The simplest way to explain red teaming to someone outside the industry: a penetration test asks “are there holes in the wall?” A red team operation asks “if someone climbs through one, will anyone notice?” The first is a finding count. The second is a test of the entire detection-and-response stack: SIEM rules, SOC analyst shifts, the playbook for “we just saw beacon traffic from a finance laptop,” the legal escalation chain, and the reflexes of the analyst who has to make the call at 2 a.m.
This is the first post in the Red Team Operations series. It’s the conceptual layer: what an engagement actually looks like, where the framework boundaries sit, and where the working operator’s day-to-day diverges from the version of the job people imagine. Later posts go into specific techniques.
Red teaming versus penetration testing#
These get conflated constantly, partly because the sales material from a lot of consultancies blurs the line on purpose. They’re different products and they exist for different buyers.
| Property | Penetration test | Red team operation |
|---|---|---|
| Goal | Enumerate vulnerabilities and prove exploitation | Test detection, response, and recovery capability |
| Scope | Narrow (“the customer portal,” “the corporate Wi-Fi”) | Broad (everything an objective requires touching) |
| Duration | 1-4 weeks | 1-6+ months |
| Stealth | Not a requirement; often explicitly out of scope | Central requirement; detection is itself a finding |
| Starting position | Typically white- or grey-box with credentials and architecture docs | Black-box external, or assumed-breach starting inside |
| Output | Findings report with CVSS-scored vulnerabilities | Narrative of operator actions vs. defender response, with timeline |
A useful framing: the pen test is the safety inspection. The red team operation is the fire drill. Both have value. They answer different questions and they shouldn’t be priced against each other.

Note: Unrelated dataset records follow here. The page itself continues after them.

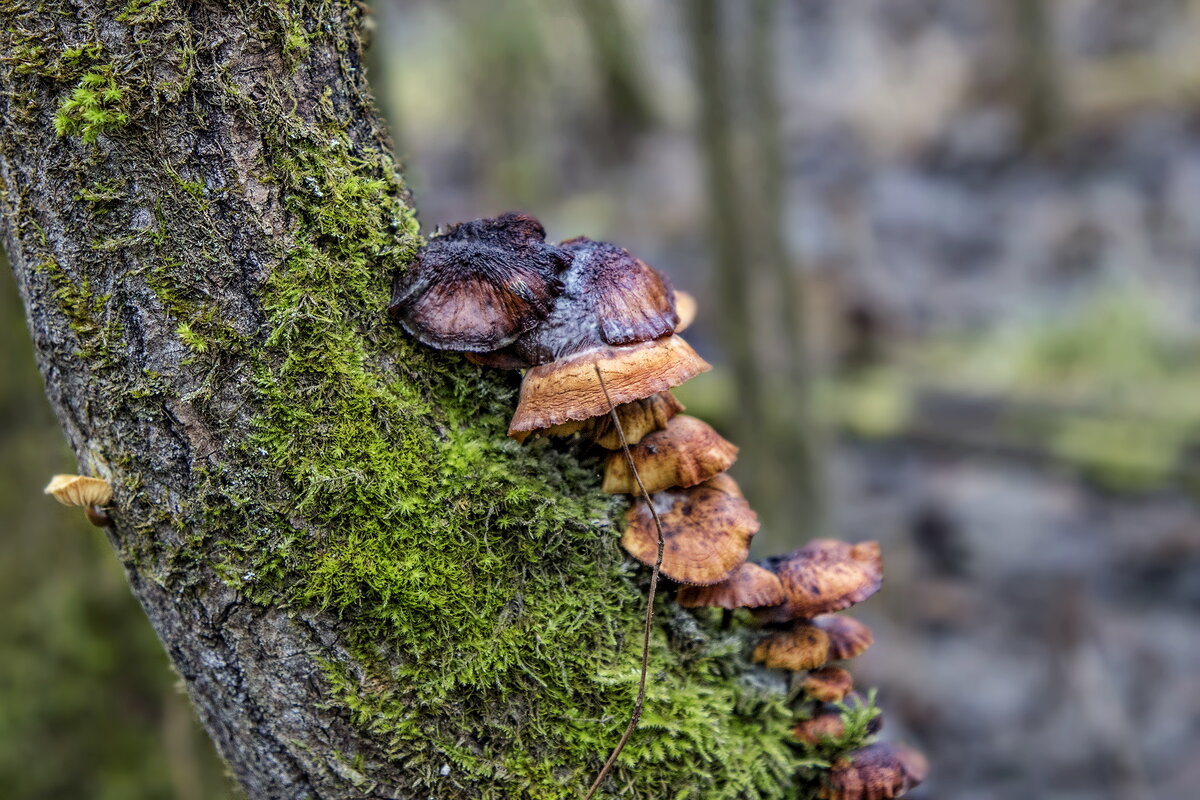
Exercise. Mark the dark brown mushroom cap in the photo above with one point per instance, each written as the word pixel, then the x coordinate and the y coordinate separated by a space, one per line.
pixel 688 452
pixel 825 576
pixel 801 647
pixel 828 684
pixel 706 533
pixel 879 771
pixel 749 587
pixel 480 286
pixel 568 389
pixel 849 638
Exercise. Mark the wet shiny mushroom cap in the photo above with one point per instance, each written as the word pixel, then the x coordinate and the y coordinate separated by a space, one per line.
pixel 568 389
pixel 828 684
pixel 688 452
pixel 825 576
pixel 849 638
pixel 801 647
pixel 480 286
pixel 879 771
pixel 749 587
pixel 706 533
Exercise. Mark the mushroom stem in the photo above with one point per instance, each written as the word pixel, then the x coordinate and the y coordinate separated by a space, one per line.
pixel 649 601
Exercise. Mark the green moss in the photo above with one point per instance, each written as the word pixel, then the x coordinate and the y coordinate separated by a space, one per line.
pixel 95 107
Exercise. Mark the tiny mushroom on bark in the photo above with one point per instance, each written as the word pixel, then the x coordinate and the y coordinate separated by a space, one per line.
pixel 706 533
pixel 689 451
pixel 91 493
pixel 828 684
pixel 480 286
pixel 877 771
pixel 801 647
pixel 825 576
pixel 749 587
pixel 849 638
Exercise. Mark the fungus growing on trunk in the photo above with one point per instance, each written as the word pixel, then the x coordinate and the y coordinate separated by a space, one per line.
pixel 688 452
pixel 480 286
pixel 706 530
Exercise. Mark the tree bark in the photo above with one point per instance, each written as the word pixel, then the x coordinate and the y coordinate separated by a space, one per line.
pixel 367 589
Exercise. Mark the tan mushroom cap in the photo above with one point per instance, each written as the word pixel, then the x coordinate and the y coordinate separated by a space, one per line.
pixel 637 419
pixel 879 771
pixel 79 491
pixel 849 638
pixel 568 389
pixel 706 533
pixel 749 587
pixel 685 307
pixel 688 452
pixel 826 576
pixel 828 684
pixel 802 647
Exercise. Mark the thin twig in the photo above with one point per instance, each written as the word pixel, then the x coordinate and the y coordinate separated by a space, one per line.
pixel 649 602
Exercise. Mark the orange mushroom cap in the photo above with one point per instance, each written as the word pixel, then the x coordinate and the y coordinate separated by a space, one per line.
pixel 879 771
pixel 849 638
pixel 828 684
pixel 706 533
pixel 825 576
pixel 480 286
pixel 688 452
pixel 569 390
pixel 801 647
pixel 749 587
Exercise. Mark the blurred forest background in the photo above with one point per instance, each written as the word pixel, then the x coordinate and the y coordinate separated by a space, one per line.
pixel 947 256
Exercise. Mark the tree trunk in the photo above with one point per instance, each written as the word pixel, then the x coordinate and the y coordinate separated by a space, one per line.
pixel 367 589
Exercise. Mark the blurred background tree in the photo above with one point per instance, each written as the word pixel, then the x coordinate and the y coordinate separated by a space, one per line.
pixel 946 254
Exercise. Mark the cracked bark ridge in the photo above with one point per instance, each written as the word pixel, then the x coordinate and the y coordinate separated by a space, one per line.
pixel 169 205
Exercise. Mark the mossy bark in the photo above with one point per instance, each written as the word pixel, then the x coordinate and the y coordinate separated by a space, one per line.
pixel 367 589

A caveat on the “black-box” row: a lot of modern red team work is assumed breach. The customer hands you an authenticated workstation (or a phished credential, or a planted USB) and you start the campaign from there. This isn’t a compromise of red-team integrity; it’s a practical choice that lets the engagement focus on internal detection rather than spending three weeks burning external phishing infrastructure to get the foothold you would have gotten anyway. If your goal is to test the SOC’s ability to catch lateral movement, you don’t need to spend a month re-proving that phishing works.
The Unified Kill Chain as a working model#
Lockheed Martin’s 2011 Cyber Kill Chain is the canonical model and it’s still useful for explaining what an intrusion looks like to a non-technical audience. The issue is that the original seven phases (Reconnaissance, Weaponization, Delivery, Exploitation, Installation, Command & Control, Actions on Objectives) ends with the attacker getting initial code execution. Everything that happens after the foothold — lateral movement, internal recon, persistence layering, credential theft, the actual data exfil — gets bundled into “Actions on Objectives” as if it were a single step.
Paul Pols’ Unified Kill Chain (2017, updated 2022) splits that out into eighteen phases organized into three high-level groups: In (external reconnaissance through foothold), Through (internal pivoting, privilege escalation, credential access), and Out (collection, exfiltration, impact). The model maps cleanly onto how modern red team work actually unfolds, where 80% of the operator hours are post-foothold and the interesting question is whether you can move from one segment to another without being noticed.
In practice the phases an operator thinks about during an engagement are roughly:
- Reconnaissance — passive OSINT (LinkedIn, job postings, GitHub leaks, certificate transparency logs) and active scanning of whatever’s in scope.
- Resource development — registering domains, standing up redirectors and C2 servers, generating payloads.
- Initial access — phishing, exposed services, web app exploits, supply chain. Or assumed breach.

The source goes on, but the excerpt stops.